Oleh Rissanah

Mahasiswa Institut Islam Nahdlatul Ulama (INISNU) Temanggung

Menjadi seorang pengusaha itu kadang susah, butuh kesabaran dan keuletan tetapi menarik untuk dicoba, bekerja sendiri, mengatur, mengelola, dan bertanggung jawab untuk bisnis, menawarkan tantangan pribadi yang besar karena individu lebih suka menjadi karyawan dan bekerja untuk orang lain. Pengusaha harus menerima risiko keuangan pribadi dengan memiliki bisnis namun juga memiliki manfaat langsung dari potensi keberhasilan bisnis. Menjadi seorang pengusaha sering dipandang sebagai pilihan karir permusuhan di mana satu dihadapkan dengan kehidupan dan pekerjaan situasi sehari-hari yang penuh dengan peningkatan ketidakpastian, hambatan, kegagalan, dan frustrasi yang berhubungan dengan proses penciptaan perusahaan baru (Campbell, 1992) maka tidak mengherankanlah jika banyak peneliti telah menyelidiki motivasi untuk menjadi wiraswasta. Topik motivasi dalam literatur kewirausahaan telah berkembang sepanjang jalan yang sama dengan bidang psikologi organisasi. Dari perspektif psikologi organisasi, teori motivasi telah berkembang dari teori konten statis berorientasi ke dinamis, teori-teori yang berorientasi proses, kerangka yang disarankan oleh Campbell et al. (1970).

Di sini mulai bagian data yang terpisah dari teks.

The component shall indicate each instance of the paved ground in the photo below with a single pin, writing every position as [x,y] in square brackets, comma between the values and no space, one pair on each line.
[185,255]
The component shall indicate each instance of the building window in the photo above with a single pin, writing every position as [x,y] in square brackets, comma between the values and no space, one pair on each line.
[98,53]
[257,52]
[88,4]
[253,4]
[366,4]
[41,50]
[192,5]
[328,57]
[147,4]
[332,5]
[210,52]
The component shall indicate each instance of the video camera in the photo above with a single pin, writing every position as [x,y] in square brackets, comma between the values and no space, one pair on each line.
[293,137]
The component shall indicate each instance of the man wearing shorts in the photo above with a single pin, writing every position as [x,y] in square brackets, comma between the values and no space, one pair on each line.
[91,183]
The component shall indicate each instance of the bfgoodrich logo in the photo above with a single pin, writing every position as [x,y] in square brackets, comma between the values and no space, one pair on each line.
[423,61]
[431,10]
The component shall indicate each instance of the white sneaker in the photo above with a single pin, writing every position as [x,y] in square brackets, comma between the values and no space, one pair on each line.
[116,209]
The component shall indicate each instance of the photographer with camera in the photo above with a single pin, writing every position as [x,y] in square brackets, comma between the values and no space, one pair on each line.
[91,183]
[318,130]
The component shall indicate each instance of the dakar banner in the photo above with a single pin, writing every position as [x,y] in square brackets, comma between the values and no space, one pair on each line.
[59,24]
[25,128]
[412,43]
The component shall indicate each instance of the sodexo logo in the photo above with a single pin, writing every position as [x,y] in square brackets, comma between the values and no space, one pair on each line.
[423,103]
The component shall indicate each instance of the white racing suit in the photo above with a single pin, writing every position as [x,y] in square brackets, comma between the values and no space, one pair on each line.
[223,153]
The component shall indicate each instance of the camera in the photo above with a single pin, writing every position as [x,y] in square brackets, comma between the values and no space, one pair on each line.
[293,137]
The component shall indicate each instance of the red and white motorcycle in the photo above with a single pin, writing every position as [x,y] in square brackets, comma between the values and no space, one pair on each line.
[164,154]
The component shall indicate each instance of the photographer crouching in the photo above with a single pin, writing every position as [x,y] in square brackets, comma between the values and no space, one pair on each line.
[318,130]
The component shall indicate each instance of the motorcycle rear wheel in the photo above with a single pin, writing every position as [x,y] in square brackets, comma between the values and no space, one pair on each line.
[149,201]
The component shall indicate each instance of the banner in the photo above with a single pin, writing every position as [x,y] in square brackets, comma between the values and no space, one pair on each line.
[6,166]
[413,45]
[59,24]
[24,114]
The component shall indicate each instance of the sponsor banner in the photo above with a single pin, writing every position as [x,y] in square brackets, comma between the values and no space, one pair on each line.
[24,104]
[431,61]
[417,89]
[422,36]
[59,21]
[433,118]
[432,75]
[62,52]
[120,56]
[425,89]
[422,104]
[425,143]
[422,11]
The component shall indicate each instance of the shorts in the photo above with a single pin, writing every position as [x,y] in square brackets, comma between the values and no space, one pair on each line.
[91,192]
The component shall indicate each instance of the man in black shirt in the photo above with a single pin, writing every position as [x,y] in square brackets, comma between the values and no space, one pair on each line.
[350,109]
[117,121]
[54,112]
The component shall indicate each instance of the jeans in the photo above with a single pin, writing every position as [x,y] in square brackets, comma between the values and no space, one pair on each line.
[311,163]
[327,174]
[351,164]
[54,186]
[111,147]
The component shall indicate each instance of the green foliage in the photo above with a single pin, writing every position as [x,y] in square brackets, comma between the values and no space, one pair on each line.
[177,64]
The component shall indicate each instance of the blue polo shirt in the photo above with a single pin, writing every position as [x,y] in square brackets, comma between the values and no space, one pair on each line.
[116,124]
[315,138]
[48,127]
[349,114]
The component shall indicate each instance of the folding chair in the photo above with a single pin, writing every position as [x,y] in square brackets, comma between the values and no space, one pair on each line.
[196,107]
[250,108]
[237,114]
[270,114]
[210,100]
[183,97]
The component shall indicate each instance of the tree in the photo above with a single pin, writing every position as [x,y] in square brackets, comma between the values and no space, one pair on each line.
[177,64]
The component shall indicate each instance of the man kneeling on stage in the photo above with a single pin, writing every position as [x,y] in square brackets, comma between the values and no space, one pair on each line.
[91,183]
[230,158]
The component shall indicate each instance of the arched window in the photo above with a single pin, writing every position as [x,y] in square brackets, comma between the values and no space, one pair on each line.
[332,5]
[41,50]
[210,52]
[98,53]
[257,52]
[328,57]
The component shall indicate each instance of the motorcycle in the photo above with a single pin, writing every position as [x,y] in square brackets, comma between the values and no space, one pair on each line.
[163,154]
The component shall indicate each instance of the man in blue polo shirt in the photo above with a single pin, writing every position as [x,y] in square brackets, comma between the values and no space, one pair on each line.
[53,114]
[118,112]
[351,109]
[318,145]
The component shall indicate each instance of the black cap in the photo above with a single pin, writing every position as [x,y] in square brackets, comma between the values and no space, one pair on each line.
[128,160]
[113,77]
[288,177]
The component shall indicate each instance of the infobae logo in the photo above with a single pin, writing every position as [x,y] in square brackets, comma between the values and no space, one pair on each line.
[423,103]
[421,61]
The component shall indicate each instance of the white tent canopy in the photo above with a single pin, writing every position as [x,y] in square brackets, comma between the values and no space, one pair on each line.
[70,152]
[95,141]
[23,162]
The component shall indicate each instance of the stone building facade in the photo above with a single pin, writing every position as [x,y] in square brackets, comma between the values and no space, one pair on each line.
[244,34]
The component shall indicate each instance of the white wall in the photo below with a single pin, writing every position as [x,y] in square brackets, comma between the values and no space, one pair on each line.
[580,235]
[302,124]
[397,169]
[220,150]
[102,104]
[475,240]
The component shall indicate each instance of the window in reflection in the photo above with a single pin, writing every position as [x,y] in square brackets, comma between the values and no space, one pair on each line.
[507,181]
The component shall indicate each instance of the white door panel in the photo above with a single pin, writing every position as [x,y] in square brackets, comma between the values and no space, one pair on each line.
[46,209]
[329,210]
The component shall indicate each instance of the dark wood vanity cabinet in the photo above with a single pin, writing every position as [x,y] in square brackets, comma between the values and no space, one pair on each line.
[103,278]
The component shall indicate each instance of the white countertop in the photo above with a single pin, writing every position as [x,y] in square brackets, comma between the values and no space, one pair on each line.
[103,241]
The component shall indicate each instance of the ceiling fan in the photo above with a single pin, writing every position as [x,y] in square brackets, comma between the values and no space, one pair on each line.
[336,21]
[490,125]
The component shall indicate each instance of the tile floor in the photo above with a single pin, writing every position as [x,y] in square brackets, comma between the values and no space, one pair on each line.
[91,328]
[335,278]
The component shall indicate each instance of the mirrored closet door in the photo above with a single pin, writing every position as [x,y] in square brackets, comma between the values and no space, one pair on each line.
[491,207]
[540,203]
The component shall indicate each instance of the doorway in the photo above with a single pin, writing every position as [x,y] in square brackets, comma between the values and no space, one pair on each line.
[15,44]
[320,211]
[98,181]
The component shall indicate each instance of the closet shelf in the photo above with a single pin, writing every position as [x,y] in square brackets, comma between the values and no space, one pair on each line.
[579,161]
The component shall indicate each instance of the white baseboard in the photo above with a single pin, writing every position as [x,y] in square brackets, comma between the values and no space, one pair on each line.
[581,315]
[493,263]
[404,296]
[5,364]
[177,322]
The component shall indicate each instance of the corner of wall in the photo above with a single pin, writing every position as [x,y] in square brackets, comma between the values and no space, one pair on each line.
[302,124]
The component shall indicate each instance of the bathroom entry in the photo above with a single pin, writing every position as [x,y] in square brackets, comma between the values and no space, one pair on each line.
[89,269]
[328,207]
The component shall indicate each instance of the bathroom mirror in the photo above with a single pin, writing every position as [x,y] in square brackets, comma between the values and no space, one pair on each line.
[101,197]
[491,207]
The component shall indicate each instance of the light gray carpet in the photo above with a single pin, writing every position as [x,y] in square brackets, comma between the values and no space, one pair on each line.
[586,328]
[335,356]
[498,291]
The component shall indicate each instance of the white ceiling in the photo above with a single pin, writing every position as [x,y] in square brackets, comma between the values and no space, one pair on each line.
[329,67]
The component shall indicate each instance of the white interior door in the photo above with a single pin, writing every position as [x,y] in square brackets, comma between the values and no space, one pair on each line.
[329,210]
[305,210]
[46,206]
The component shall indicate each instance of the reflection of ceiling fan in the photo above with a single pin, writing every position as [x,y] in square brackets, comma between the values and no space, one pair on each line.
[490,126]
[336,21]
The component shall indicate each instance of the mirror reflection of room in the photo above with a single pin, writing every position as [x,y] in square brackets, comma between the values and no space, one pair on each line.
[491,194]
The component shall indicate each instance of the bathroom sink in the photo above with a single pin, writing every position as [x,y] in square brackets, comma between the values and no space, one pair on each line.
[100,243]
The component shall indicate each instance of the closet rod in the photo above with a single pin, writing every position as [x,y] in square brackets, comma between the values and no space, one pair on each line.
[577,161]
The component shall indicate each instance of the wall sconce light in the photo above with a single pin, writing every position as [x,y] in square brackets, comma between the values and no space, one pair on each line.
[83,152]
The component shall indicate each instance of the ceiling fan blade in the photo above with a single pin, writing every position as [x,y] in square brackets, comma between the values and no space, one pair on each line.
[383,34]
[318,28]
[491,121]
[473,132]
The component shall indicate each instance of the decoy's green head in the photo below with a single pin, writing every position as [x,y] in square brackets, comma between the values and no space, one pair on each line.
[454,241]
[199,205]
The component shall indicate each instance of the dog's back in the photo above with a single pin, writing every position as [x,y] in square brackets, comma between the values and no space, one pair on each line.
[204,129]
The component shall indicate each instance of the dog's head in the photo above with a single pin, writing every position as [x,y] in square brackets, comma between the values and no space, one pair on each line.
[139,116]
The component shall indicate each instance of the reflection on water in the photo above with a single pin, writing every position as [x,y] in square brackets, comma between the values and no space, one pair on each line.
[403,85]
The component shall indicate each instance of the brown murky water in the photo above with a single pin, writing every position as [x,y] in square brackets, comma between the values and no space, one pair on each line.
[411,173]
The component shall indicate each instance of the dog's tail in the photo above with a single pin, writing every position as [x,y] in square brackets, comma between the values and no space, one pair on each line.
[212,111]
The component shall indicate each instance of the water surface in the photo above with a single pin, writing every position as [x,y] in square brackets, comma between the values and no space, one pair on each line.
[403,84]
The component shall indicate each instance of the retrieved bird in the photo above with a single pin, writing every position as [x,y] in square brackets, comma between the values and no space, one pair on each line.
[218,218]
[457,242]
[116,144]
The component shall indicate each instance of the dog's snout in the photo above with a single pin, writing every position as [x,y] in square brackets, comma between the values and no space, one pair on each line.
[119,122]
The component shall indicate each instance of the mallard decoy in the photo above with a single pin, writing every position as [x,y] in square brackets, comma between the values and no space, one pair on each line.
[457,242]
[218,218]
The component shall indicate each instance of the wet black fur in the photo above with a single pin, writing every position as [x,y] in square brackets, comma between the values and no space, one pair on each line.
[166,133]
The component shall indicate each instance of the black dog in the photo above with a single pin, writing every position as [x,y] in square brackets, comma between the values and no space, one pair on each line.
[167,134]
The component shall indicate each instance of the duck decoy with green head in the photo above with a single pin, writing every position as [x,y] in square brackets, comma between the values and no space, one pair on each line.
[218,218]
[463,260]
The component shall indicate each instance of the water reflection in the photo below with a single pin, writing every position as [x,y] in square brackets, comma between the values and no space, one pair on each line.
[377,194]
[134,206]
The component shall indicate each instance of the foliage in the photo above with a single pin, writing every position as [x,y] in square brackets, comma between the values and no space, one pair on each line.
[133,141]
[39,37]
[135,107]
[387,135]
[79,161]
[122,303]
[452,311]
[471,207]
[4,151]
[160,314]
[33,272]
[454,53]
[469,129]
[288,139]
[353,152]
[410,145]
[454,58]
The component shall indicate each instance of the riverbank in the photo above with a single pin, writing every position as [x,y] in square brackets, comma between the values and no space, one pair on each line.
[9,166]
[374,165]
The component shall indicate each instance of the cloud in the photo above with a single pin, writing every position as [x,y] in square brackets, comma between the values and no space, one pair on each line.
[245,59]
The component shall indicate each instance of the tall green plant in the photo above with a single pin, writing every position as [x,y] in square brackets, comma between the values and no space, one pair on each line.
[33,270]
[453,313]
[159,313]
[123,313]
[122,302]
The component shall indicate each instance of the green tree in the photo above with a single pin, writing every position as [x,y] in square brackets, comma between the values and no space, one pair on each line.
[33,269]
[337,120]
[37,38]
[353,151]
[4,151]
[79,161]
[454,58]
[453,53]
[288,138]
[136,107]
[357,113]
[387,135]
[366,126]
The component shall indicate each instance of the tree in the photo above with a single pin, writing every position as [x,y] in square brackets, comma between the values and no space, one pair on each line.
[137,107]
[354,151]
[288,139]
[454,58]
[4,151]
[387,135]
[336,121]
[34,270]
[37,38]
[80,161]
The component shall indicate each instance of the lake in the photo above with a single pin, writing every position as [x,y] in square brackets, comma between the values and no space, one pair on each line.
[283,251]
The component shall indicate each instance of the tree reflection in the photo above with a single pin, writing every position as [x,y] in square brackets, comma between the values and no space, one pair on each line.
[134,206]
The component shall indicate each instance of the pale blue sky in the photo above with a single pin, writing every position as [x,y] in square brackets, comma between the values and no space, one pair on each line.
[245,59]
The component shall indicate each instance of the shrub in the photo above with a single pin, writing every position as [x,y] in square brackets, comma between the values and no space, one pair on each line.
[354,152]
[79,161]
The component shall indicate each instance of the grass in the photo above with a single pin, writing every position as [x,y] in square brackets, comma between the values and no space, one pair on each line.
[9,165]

Terkadang dalam menjalankan bisnis kita dikelilingi oleh berbagai tantangan dan peluang, dan selalu berusaha mencari celah peluang, memilih dan memanfaatkan peluang-peluang yang ada dari mana saja yang paling tepat untuk dapat menunjang keberhasilan suatu proses yang cukup serius untuk menghasilkan sebuah karya besar yang akan mendongkrak kesuksesan.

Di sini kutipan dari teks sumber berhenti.